In keeping with previous practice, Boston Properties would sell the development rights to the new group. Almost exclusively focused on office ownership, Boston Properties has already passed on a condominium project underway on the Huntington Avenue side to a third-party developer, with Barrett maintaining that part of the real estate investment trust’s appeal is its concentration on one sector. When it acquired the Prudential Center, for example, a trio of residential buildings was sold separately to AvalonBay Communities.
“It is just not the way we presented ourselves to the public market or the way the public market sees us,” Barrett said in explaining why his firm avoids controlling a mixed bag of product types.
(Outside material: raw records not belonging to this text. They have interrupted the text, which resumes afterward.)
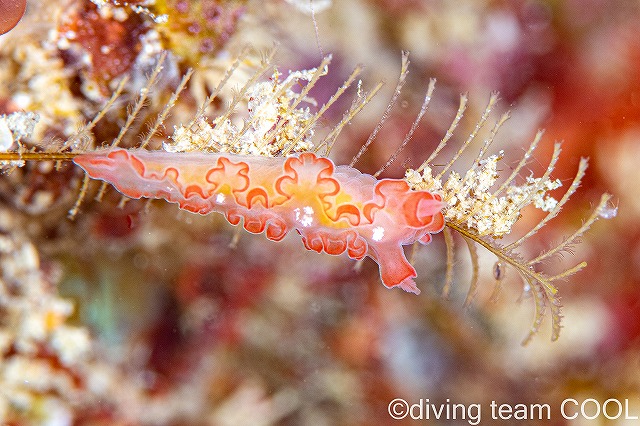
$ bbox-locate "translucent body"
[74,149,445,294]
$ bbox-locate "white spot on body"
[372,226,385,242]
[294,206,314,227]
[216,193,226,204]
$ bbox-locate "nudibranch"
[73,148,445,294]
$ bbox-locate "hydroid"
[0,52,613,343]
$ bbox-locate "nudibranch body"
[74,148,445,294]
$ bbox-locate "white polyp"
[599,205,618,219]
[0,119,12,151]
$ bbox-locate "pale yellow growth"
[166,67,322,156]
[1,43,84,139]
[406,151,562,237]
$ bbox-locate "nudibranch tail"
[73,148,446,293]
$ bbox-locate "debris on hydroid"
[166,66,326,156]
[405,150,563,237]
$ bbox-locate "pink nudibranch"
[74,149,445,294]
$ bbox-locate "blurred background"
[0,0,637,424]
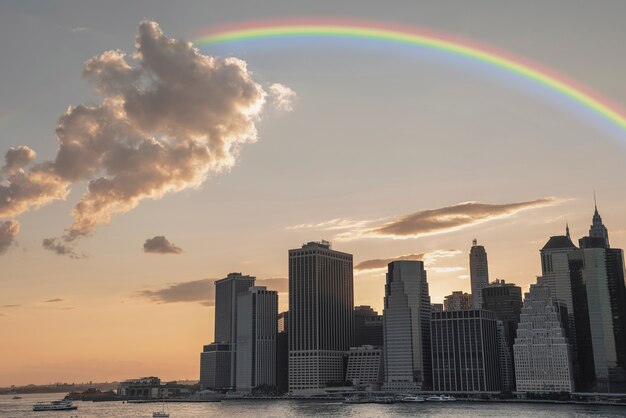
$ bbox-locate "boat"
[400,394,425,403]
[33,400,78,411]
[373,396,396,404]
[12,396,22,399]
[343,395,372,404]
[425,395,456,402]
[153,413,170,418]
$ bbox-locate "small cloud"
[268,83,296,112]
[355,249,462,272]
[72,27,90,33]
[135,277,288,306]
[42,237,85,259]
[287,218,374,231]
[0,220,20,255]
[457,274,470,280]
[2,146,36,173]
[429,266,465,273]
[44,298,64,303]
[143,236,183,255]
[1,304,20,308]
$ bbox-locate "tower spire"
[566,222,570,239]
[594,190,598,213]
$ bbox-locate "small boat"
[153,413,170,418]
[12,395,22,399]
[400,394,425,403]
[33,400,78,411]
[373,396,395,404]
[426,394,456,402]
[343,395,372,404]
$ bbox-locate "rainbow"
[194,19,626,133]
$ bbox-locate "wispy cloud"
[355,249,461,272]
[0,220,20,255]
[0,304,21,308]
[292,198,560,241]
[143,236,183,255]
[44,298,64,303]
[135,277,288,307]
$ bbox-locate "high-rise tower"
[470,239,489,308]
[383,260,432,391]
[288,241,354,392]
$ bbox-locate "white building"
[470,239,489,308]
[383,260,431,391]
[236,286,278,392]
[513,284,574,393]
[345,345,384,390]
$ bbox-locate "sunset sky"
[1,1,626,386]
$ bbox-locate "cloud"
[333,198,559,241]
[287,218,374,231]
[268,83,296,112]
[355,249,461,271]
[1,304,20,308]
[143,236,183,254]
[0,21,290,256]
[44,298,64,303]
[0,220,20,255]
[136,277,288,306]
[42,237,85,259]
[2,146,37,174]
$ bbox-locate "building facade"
[345,345,384,390]
[383,260,432,391]
[431,309,501,393]
[443,291,473,311]
[470,239,489,309]
[513,284,574,393]
[354,305,384,347]
[236,286,278,392]
[288,241,354,392]
[199,343,232,391]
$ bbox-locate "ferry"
[33,400,78,411]
[425,395,456,402]
[400,394,425,403]
[373,395,396,404]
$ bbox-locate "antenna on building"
[472,238,477,247]
[565,222,570,239]
[594,190,598,211]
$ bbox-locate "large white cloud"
[0,21,293,255]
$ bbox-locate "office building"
[431,309,501,393]
[277,331,289,393]
[213,272,256,389]
[288,241,354,392]
[277,311,289,333]
[481,280,522,350]
[354,305,384,347]
[431,303,444,312]
[383,260,432,391]
[470,239,489,309]
[443,291,472,311]
[199,343,232,391]
[236,286,278,392]
[513,284,574,393]
[345,345,384,390]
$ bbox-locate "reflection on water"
[2,393,626,418]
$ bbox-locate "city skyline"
[2,1,626,387]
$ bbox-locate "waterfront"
[2,394,626,418]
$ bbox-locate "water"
[2,393,626,417]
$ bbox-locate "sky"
[1,1,626,386]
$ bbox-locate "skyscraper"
[570,204,626,393]
[288,241,354,392]
[470,239,489,309]
[214,272,256,389]
[236,286,278,392]
[443,291,472,311]
[199,343,232,391]
[513,283,574,393]
[354,305,384,347]
[383,260,432,391]
[431,309,501,393]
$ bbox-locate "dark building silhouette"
[276,331,289,393]
[288,241,354,392]
[470,239,489,308]
[431,309,501,393]
[200,343,232,391]
[354,305,383,347]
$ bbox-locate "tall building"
[570,205,626,393]
[481,279,522,392]
[470,239,489,309]
[431,309,501,393]
[345,345,384,390]
[276,331,289,393]
[383,260,432,391]
[443,291,472,311]
[288,241,354,392]
[354,305,384,347]
[236,286,278,392]
[513,284,574,393]
[214,272,256,389]
[199,343,232,391]
[431,303,444,312]
[481,280,523,350]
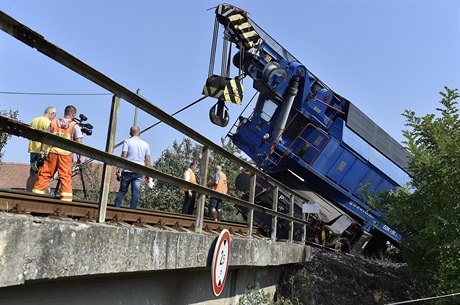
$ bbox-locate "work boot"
[212,210,218,221]
[217,211,222,222]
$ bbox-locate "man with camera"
[32,105,84,202]
[26,106,56,191]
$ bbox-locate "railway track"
[0,190,259,236]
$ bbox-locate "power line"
[386,292,460,305]
[0,91,111,96]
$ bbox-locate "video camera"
[73,114,93,136]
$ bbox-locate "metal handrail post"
[247,173,256,238]
[289,194,295,242]
[195,146,210,233]
[98,95,120,222]
[271,186,279,242]
[302,212,307,243]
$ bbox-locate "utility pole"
[134,88,140,125]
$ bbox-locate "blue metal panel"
[339,159,368,192]
[311,140,342,175]
[343,125,410,186]
[305,99,330,127]
[292,128,328,164]
[328,118,344,141]
[326,150,356,183]
[353,170,383,199]
[375,179,396,193]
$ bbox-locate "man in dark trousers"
[208,165,227,221]
[182,162,197,215]
[114,125,151,209]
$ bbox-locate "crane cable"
[208,16,219,78]
[77,95,208,169]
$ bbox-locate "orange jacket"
[49,119,77,155]
[213,170,227,194]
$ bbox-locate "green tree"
[0,110,19,162]
[138,137,245,222]
[138,138,202,212]
[374,87,460,294]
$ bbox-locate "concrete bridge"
[0,212,310,305]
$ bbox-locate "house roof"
[0,162,120,193]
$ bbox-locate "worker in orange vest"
[182,162,198,215]
[32,105,84,202]
[26,106,56,191]
[208,165,227,221]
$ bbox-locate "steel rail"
[0,190,257,235]
[0,10,317,213]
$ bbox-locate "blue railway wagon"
[206,4,411,251]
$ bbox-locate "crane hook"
[209,100,230,127]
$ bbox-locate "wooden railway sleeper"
[109,214,124,224]
[203,225,213,233]
[172,221,187,232]
[10,203,29,214]
[133,217,147,228]
[153,219,167,230]
[50,207,66,218]
[235,228,245,235]
[78,210,97,222]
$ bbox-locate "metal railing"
[0,10,318,241]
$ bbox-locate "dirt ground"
[278,247,430,305]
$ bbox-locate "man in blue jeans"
[114,125,151,209]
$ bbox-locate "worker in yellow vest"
[26,106,56,191]
[182,162,198,215]
[208,165,227,221]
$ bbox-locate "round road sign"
[211,229,231,297]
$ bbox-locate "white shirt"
[122,136,150,172]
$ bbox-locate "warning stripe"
[235,22,251,30]
[239,30,258,40]
[314,228,330,246]
[228,14,244,22]
[203,86,224,100]
[218,5,234,17]
[216,4,262,49]
[202,79,243,105]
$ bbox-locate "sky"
[1,0,459,165]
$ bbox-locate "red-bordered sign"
[211,229,231,297]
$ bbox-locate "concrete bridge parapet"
[0,213,310,290]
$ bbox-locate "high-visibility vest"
[183,168,196,191]
[49,119,77,155]
[214,170,227,194]
[28,116,51,153]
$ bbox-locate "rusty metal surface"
[0,190,257,235]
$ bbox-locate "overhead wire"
[0,91,111,96]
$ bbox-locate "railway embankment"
[278,247,429,305]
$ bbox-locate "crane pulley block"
[202,75,244,105]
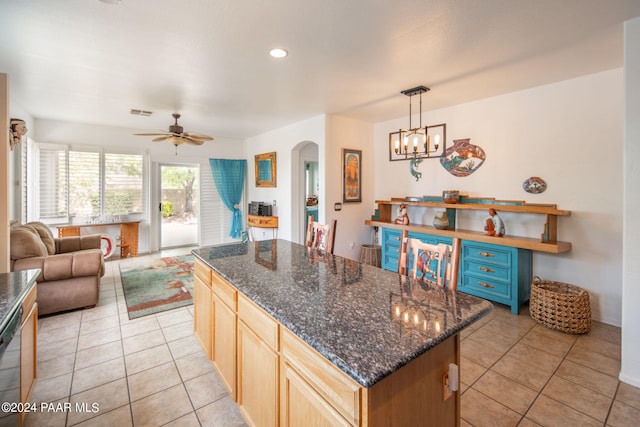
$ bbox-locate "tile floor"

Sources said Boston Properties would like work to begin on the new office building by the end of the year. While Barrett declined to provide a timetable, industry sources said the firm has already begun marketing the space. Citing a 1 percent vacancy rate in the Back Bay, Meredith & Grew broker Robert B. Cleary Jr. said he believes Boston Properties would not have to stray far to find an audience.
“There are a couple of candidates [in the Back Bay] who are likely candidates to kick that off,” Cleary said. They include Bain & Co., the consulting firm currently located at nearby Copley Place, as well as Arnold Communications and Digitas. Cleary added that time is of the essence, with several competing projects also about to move into construction, including One Lincoln St. and 131 Dartmouth St.
“I think they need to do it real quick or they are going to miss the cycle,” he said.
Meanwhile, Barrett said work on 101 Huntington Ave. will begin in July. The firm has wrestled with how to stop the leaking since buying the 25-story tower as part of the Prudential Center acquisition. Not only should the new facade solve that issue, Barrett maintained that the adding of a granite coat will make the brick-faced building more compatible with its surroundings as well. Both the nearby Colonnade Hotel and Christian Science Center are heavily laden with granite, for example.
“It will really change the feel of the building in a very nice way,” Barrett said.